Wie hatte aus einer Ewigkeit von vierzehn Stunden eine einzige Stunde werden können? Sie nahm den Stapel Briefe und formte einen perfekten Quader daraus. Sie hörte Schritte. Ihre Hände begannen zu zittern. Sie holte tief Atem, stieß den Atem machtvoll aus und wiederholte dies mehrere Male. Sie suchte die verheißungsvolle Öffnung vor ihrem inneren Auge, fand sie und trat ein. Alles gut. Die Zeit war stehengeblieben, nichts hatte eine Bedeutung mehr.
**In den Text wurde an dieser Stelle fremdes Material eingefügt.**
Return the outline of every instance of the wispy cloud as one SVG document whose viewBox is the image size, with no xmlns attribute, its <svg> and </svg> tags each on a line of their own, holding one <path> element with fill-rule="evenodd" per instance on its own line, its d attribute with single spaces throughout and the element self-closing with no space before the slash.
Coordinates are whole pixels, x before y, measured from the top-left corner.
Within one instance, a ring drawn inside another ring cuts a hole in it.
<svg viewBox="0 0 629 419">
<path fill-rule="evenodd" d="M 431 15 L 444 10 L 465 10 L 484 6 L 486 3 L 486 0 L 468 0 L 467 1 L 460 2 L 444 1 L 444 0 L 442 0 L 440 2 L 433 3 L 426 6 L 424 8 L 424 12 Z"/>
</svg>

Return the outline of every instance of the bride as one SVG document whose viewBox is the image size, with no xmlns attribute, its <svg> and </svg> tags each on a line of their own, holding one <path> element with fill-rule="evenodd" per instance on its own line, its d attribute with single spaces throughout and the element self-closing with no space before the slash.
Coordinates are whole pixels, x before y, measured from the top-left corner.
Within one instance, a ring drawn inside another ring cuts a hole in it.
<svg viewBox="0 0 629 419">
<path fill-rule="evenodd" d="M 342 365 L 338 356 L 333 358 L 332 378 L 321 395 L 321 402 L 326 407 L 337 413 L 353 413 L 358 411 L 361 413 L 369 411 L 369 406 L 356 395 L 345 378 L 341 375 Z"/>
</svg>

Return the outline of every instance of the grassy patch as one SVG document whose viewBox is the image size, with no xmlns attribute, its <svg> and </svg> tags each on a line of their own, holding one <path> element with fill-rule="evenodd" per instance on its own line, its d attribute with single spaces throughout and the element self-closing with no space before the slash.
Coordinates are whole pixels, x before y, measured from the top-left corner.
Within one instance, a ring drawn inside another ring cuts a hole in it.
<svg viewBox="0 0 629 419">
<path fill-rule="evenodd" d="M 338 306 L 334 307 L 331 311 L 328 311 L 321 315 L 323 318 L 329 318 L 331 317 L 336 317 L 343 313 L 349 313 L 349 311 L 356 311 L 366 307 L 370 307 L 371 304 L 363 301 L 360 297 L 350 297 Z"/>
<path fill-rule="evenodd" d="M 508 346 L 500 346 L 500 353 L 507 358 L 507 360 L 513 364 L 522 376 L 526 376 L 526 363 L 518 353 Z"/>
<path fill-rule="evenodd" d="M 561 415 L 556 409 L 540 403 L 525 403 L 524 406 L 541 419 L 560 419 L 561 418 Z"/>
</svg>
Die Tür wurde geöffnet. Zwei Männer traten ein. Zwei weitere Männer standen draußen auf dem Gang und beobachteten sie. Mit einer Handbewegung bedeutete ihr einer der Männer, sich umzudrehen. Sie tat, wie ihr geheißen. Kaltes Metall berührte ihre Handgelenke, dann wurde sie links und rechts an den Armen genommen und aus dem Raum geleitet. Es hatte keine Bedeutung. Sie blickte den langen Gang entlang. Die Männer setzten sich in Bewegung und sie mit ihnen. Ein Schritt nach dem anderen. Immer ein Schritt nach dem anderen. Sie schwebte. Sie war voller Kraft und Zuversicht. Links um die Ecke, einen weiteren Gang entlang. Eine Verbindungstür passieren. Weiterschweben. Noch eine Tür passieren, aber dieses Mal eine schwere massive Metalltür. Sie wurde hindurchgestoßen – und stand plötzlich im Freien.
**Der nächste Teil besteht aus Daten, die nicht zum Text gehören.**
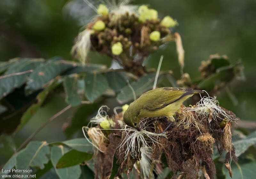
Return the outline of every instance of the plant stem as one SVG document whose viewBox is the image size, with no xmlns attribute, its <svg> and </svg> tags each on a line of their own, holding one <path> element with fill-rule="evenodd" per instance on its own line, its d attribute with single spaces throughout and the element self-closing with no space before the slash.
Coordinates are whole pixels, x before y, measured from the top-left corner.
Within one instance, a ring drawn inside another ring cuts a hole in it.
<svg viewBox="0 0 256 179">
<path fill-rule="evenodd" d="M 89 101 L 82 101 L 81 102 L 81 104 L 90 104 L 90 102 Z M 70 109 L 71 107 L 71 105 L 68 105 L 68 106 L 67 106 L 62 110 L 58 112 L 53 116 L 52 116 L 48 120 L 45 122 L 41 126 L 39 127 L 35 132 L 34 132 L 32 134 L 30 135 L 30 136 L 28 137 L 27 139 L 24 141 L 24 142 L 22 143 L 22 144 L 21 144 L 20 146 L 18 148 L 18 149 L 15 151 L 14 152 L 14 154 L 17 153 L 19 152 L 20 150 L 22 149 L 23 147 L 24 147 L 25 145 L 26 145 L 29 141 L 31 140 L 31 139 L 36 134 L 37 134 L 38 132 L 40 132 L 42 129 L 44 128 L 47 125 L 50 123 L 51 121 L 53 121 L 54 119 L 57 117 L 60 116 L 60 115 L 62 114 L 62 113 Z"/>
</svg>

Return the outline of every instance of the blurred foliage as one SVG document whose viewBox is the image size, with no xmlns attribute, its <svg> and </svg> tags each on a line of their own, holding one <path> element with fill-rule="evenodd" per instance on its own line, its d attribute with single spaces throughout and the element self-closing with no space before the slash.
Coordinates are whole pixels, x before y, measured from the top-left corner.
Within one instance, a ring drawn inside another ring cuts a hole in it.
<svg viewBox="0 0 256 179">
<path fill-rule="evenodd" d="M 93 3 L 98 4 L 98 2 Z M 189 74 L 192 83 L 196 85 L 191 87 L 196 86 L 211 91 L 213 87 L 209 84 L 213 83 L 212 85 L 214 86 L 216 84 L 216 79 L 225 77 L 220 81 L 228 81 L 228 89 L 230 90 L 222 88 L 214 93 L 217 95 L 221 105 L 234 112 L 242 120 L 255 121 L 256 96 L 253 94 L 256 84 L 252 82 L 256 78 L 254 72 L 256 66 L 254 59 L 256 51 L 253 48 L 256 42 L 256 23 L 252 22 L 256 16 L 255 1 L 236 0 L 230 3 L 227 0 L 211 2 L 201 0 L 175 0 L 168 2 L 164 0 L 138 0 L 132 3 L 150 4 L 150 7 L 158 11 L 160 17 L 171 15 L 180 22 L 179 26 L 172 30 L 173 32 L 179 32 L 181 37 L 185 51 L 184 71 Z M 69 141 L 66 143 L 53 143 L 50 147 L 44 145 L 44 142 L 31 142 L 18 155 L 13 156 L 7 161 L 17 147 L 40 126 L 41 122 L 38 123 L 39 116 L 41 120 L 45 121 L 70 104 L 74 107 L 71 108 L 68 114 L 59 117 L 57 121 L 52 123 L 52 126 L 45 128 L 39 136 L 36 136 L 34 139 L 50 142 L 53 142 L 53 139 L 62 141 L 65 138 L 81 136 L 81 127 L 87 124 L 88 120 L 95 115 L 101 105 L 107 105 L 111 109 L 118 105 L 116 100 L 106 99 L 106 97 L 115 97 L 117 95 L 116 99 L 119 102 L 132 100 L 133 96 L 127 85 L 127 80 L 134 81 L 131 85 L 138 96 L 152 87 L 155 73 L 148 74 L 135 81 L 134 80 L 137 79 L 137 77 L 129 73 L 107 69 L 107 67 L 115 68 L 118 65 L 112 62 L 108 57 L 97 52 L 91 52 L 89 56 L 91 62 L 94 64 L 83 67 L 68 61 L 74 59 L 70 55 L 70 51 L 79 29 L 96 14 L 82 0 L 0 1 L 0 74 L 5 75 L 35 69 L 32 74 L 5 79 L 7 80 L 0 79 L 1 168 L 3 167 L 3 168 L 10 168 L 14 166 L 24 169 L 35 167 L 38 169 L 37 173 L 41 172 L 40 175 L 42 176 L 42 178 L 47 178 L 48 176 L 54 178 L 53 175 L 56 178 L 69 178 L 69 175 L 64 174 L 64 170 L 65 169 L 56 168 L 58 161 L 60 162 L 60 159 L 66 156 L 68 159 L 62 160 L 72 159 L 73 155 L 66 154 L 70 151 L 79 151 L 79 154 L 85 159 L 84 155 L 92 153 L 89 149 L 88 151 L 81 151 L 69 145 Z M 205 69 L 211 74 L 200 74 L 198 67 L 201 62 L 207 60 L 209 55 L 216 53 L 226 55 L 228 59 L 223 59 L 225 60 L 221 61 L 223 63 L 221 64 L 216 63 L 216 60 L 212 60 L 210 65 L 212 66 Z M 148 69 L 156 69 L 162 55 L 164 55 L 164 59 L 161 71 L 166 72 L 171 69 L 172 73 L 171 76 L 168 73 L 161 74 L 158 85 L 173 85 L 173 81 L 170 80 L 170 77 L 174 81 L 181 78 L 174 43 L 168 43 L 161 46 L 145 59 L 144 64 Z M 57 56 L 61 57 L 48 60 L 44 59 Z M 17 59 L 9 61 L 17 57 L 21 59 L 18 61 L 16 61 Z M 21 64 L 36 59 L 31 64 L 26 64 L 24 66 Z M 242 62 L 237 62 L 239 60 Z M 235 73 L 237 72 L 238 68 L 241 70 L 239 67 L 241 63 L 244 66 L 243 71 L 246 80 L 231 81 L 242 76 L 242 72 Z M 62 65 L 60 66 L 60 64 Z M 221 68 L 223 67 L 225 67 Z M 229 73 L 230 71 L 232 73 Z M 42 75 L 43 73 L 46 74 L 47 76 L 44 77 Z M 78 74 L 78 76 L 74 74 Z M 229 76 L 230 74 L 232 75 Z M 60 76 L 65 77 L 65 79 L 60 79 Z M 83 79 L 78 76 L 84 77 Z M 100 90 L 96 91 L 93 88 L 95 87 L 92 86 L 94 84 L 95 76 L 98 79 L 95 84 L 98 86 L 96 88 L 100 89 Z M 202 79 L 202 76 L 205 78 Z M 205 79 L 207 80 L 202 81 Z M 12 80 L 12 84 L 9 83 L 10 79 Z M 116 80 L 118 82 L 115 83 Z M 86 84 L 88 82 L 91 82 Z M 64 86 L 59 85 L 61 83 Z M 101 86 L 103 84 L 105 87 Z M 52 86 L 54 88 L 52 88 Z M 128 94 L 126 95 L 127 93 Z M 57 93 L 59 95 L 56 97 L 55 94 Z M 5 97 L 2 98 L 3 96 Z M 81 101 L 86 99 L 94 103 L 76 106 Z M 236 101 L 237 104 L 234 102 Z M 25 129 L 22 129 L 24 126 Z M 15 136 L 2 134 L 12 133 L 15 130 L 17 130 Z M 48 132 L 48 130 L 51 130 L 51 132 Z M 26 132 L 28 130 L 28 132 Z M 240 130 L 246 134 L 250 132 L 244 129 Z M 65 131 L 65 135 L 63 131 Z M 231 164 L 235 178 L 241 178 L 240 167 L 244 178 L 250 178 L 255 175 L 253 169 L 256 159 L 255 155 L 252 154 L 255 152 L 253 147 L 256 141 L 253 136 L 255 132 L 244 139 L 238 139 L 235 143 L 236 148 L 236 145 L 240 144 L 238 147 L 242 149 L 240 150 L 242 152 L 239 153 L 241 155 L 239 165 Z M 53 138 L 52 138 L 52 136 L 54 136 Z M 239 138 L 236 136 L 234 137 L 235 139 Z M 75 142 L 79 144 L 81 144 L 79 143 L 86 142 L 84 139 L 82 141 Z M 28 160 L 31 157 L 31 153 L 26 151 L 30 148 L 30 152 L 36 151 L 42 145 L 43 145 L 39 149 L 38 156 L 42 157 L 44 160 L 37 160 L 37 158 L 33 158 L 32 162 L 29 161 L 24 167 L 20 166 L 20 165 L 26 164 L 23 161 L 24 158 Z M 60 145 L 62 147 L 58 146 Z M 250 146 L 252 149 L 250 148 L 245 152 Z M 52 154 L 50 159 L 45 157 L 50 153 L 50 148 Z M 83 152 L 85 153 L 84 155 Z M 220 159 L 220 161 L 221 160 Z M 216 165 L 216 168 L 217 171 L 222 171 L 223 175 L 219 175 L 220 178 L 222 178 L 224 174 L 228 176 L 228 174 L 224 168 L 223 162 L 219 161 L 216 161 L 216 164 L 220 163 L 220 165 Z M 76 173 L 77 178 L 79 176 L 80 178 L 90 178 L 93 173 L 89 165 L 79 166 L 80 162 L 76 161 L 74 166 L 69 167 L 69 173 Z M 43 169 L 44 168 L 44 170 Z M 163 174 L 165 176 L 167 175 Z M 74 175 L 72 177 L 74 177 Z"/>
</svg>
Die frische Luft auf ihren Wangen. Über ihr der sternenbehangene Himmel. Tief, ganz tief sog sie die laue Nachtluft ein. Sie wurde am Arm gepackt und über den Hof gezerrt. Es hatte keine Bedeutung. Einer der Männer verband ihr die Augen mit einem Tuch. Es hatte keine Bedeutung. Sie wurde mit dem Rücken an eine Wand gestellt. Es hatte keine Bedeutung. Das Blut schoss ihr in den Kopf. Es hatte keine Bedeutung! Es hatte keine Bedeutung! Ihr Magen verkrampfte sich zu einem glühenden Ball. Ihre Knie begannen zu zittern, dann ergriff das Zittern ihren gesamten Körper. Es hatte keine Bedeutung – es durfte keine Bedeutung haben! Sie begann zu wimmern. Ihre Zähne schlugen wie wild aufeinander.


Sie stand dort eine Ewigkeit. Dann hallten Schüsse durch die Nacht. Dann blieb die Zeit endlich stehen.